История замужества была недолгой. Длинный Анатолий оказался, как испуганно рассказывала на кухне она, «ну прям психованным». Внешне тихая жизнь с белотелой Женей так на него повлияла, что он в конце первого года совместного тесного бытия оказался в серьезной психушке. И стайка белоперых ангелов спускалась за ним с больничного потолка в искрах электрошока.
Он рассказывал об этом, сидя на лавочке, проницая взором остекленевшего собеседника.
Она от него как-то легко отделалась.
– А коль вдруг ему втемяшится спалить меня с сынуленькой ну или еще там чего, – тревожно мыслила разведенка вслух, обращаясь к сковороде с подгорающей картошкой.
Надо отметить, что при все своей телесной воздушности и легкости, пищу она готовила непременно пережаривая, доводя до «золотистой корочки», до «жара и пыла», жарила, что называется «в сласть, до черноты». И все соседи были оповещены духом горелого сала или растительного масла об ее очередных кулинарных кульбитах. Страшнее черных антрацитовых беляшей были только коричневые керамические пескари. Казалось, что кухня тонет во взрывах аплодисментов и горелым овациям не будет конца.
– Ну и выхлоп у тя! Ну, Женька, прям ведьмин гараж, – отмахивалась от пожарного духа злая мудрая Граня, прошоферившая всю свою жизнь.
Лупы ее очков привязаны резинкой к седому пучку на затылке. Дужки она всегда отламывает, объясняя, «мне они слух что-то труть».
Как земноводное она сначала брезгливо принюхивается, потом с ненавистью, увеличенной стократ линзами, пристально смотрит.
– Ты как, дура, карася печешь?! Да он у тя аж на огне резвится!
Итак, они зажили с крохой.
Точнее, кроха последовательно обитал в режимных грудничковых яслях, очаговом детском садике, загородном интернате для сложных подростков и прочих тогдашних учреждениях нежного государственного призрения.
Оттуда он приносил прелестные детские тюремные поделки.
Крохотную гильотину для зеленых помоечных мух.
Искусный сачок для крупяных и сахарных мышей.
Большую рогатку для злющих собак и острогу с жестяным навершием для бешеных кошек.

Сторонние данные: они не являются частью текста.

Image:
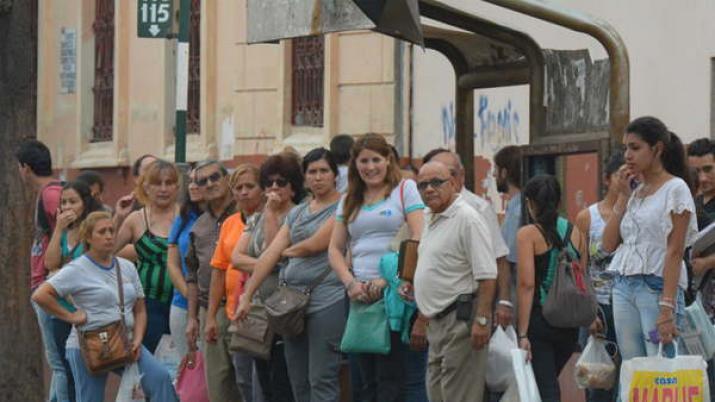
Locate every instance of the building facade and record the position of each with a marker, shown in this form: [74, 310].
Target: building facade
[105, 96]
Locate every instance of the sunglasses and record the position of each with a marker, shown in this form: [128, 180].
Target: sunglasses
[214, 178]
[434, 183]
[281, 182]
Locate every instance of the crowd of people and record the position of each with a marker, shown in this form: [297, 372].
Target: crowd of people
[196, 253]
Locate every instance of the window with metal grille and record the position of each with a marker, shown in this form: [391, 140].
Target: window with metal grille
[103, 89]
[307, 76]
[193, 114]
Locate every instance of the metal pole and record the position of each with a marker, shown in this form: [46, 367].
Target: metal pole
[182, 81]
[619, 97]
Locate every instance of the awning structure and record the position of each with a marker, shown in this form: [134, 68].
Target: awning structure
[484, 54]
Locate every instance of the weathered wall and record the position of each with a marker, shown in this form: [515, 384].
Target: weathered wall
[245, 89]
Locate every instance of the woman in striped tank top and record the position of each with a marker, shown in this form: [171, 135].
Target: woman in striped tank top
[148, 230]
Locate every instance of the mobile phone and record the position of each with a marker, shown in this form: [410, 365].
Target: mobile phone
[634, 183]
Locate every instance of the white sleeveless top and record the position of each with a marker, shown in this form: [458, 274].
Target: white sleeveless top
[645, 228]
[598, 261]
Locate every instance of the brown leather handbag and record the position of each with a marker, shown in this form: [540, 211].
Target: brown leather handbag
[107, 348]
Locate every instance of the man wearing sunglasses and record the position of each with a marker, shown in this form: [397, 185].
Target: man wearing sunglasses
[454, 285]
[205, 295]
[505, 308]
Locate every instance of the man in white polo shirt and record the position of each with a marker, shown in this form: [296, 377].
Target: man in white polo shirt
[504, 312]
[454, 287]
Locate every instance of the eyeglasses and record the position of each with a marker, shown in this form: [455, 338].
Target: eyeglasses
[214, 178]
[281, 182]
[707, 169]
[434, 183]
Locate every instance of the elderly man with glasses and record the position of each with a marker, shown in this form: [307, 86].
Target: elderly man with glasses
[454, 287]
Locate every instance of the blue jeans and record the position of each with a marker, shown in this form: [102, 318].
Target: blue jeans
[155, 379]
[635, 311]
[58, 384]
[61, 331]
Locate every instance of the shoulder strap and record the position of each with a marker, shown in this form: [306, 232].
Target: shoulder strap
[146, 219]
[402, 194]
[120, 286]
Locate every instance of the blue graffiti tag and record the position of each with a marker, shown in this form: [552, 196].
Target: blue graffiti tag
[496, 128]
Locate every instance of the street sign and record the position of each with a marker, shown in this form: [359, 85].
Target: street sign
[154, 18]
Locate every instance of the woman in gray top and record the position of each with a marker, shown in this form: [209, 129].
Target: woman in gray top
[282, 181]
[312, 357]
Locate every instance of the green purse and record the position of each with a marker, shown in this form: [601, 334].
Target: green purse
[367, 330]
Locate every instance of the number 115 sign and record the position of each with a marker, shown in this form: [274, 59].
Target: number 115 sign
[154, 18]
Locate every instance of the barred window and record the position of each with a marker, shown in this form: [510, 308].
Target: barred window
[308, 61]
[193, 119]
[103, 89]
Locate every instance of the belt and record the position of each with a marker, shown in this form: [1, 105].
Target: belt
[449, 308]
[446, 311]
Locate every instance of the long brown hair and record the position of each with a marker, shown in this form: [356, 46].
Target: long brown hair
[355, 197]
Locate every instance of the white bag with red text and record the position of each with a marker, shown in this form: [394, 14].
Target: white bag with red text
[500, 373]
[682, 378]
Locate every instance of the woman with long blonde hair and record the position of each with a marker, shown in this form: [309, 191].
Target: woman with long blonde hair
[148, 229]
[377, 204]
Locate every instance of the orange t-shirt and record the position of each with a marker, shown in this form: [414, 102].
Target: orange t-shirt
[231, 231]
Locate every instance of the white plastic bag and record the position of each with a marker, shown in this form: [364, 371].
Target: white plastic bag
[524, 374]
[657, 378]
[511, 394]
[130, 388]
[499, 369]
[701, 322]
[595, 368]
[168, 355]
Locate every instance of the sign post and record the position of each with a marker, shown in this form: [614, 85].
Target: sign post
[154, 18]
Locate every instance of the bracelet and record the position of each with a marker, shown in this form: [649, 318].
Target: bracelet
[664, 303]
[351, 284]
[665, 321]
[505, 303]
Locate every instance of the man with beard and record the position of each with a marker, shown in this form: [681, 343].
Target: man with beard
[507, 173]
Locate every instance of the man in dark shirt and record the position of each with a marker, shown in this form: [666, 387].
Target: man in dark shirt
[221, 380]
[35, 168]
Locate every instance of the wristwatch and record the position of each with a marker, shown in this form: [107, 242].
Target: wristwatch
[481, 320]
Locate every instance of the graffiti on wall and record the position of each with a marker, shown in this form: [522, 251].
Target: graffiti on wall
[496, 125]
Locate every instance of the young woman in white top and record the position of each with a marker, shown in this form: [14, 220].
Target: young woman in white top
[649, 229]
[373, 210]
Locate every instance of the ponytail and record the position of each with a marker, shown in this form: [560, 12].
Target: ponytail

Все с уютно инкрустированной поверхностью – сплошные шашечки, звездочки, крестики и косые рябые засечки…
Замостыркам преувеличенно и заискивающе умилялся весь наш двор.
Насельники будто понимали, что когда-нибудь казнят и их. Так пусть хоть красивыми орудиями.
Их щупали и гладили, как непонятные письма от слепых, выдавленные и наколотые диковинной татуировкой Брайля.
Добрые соседи подобострастно, почти кланяясь, отдавали инструменты юнцу и ставили умелого живодера мне в пример. Ведь я не мог ничего такого толкового вырезать, выпилить и, тем более, выжечь. Пустобреха Тобика, нашего юного кобелька, и старую облезлую Муську на всякий случай заманивали чем-то вкусненьким домой.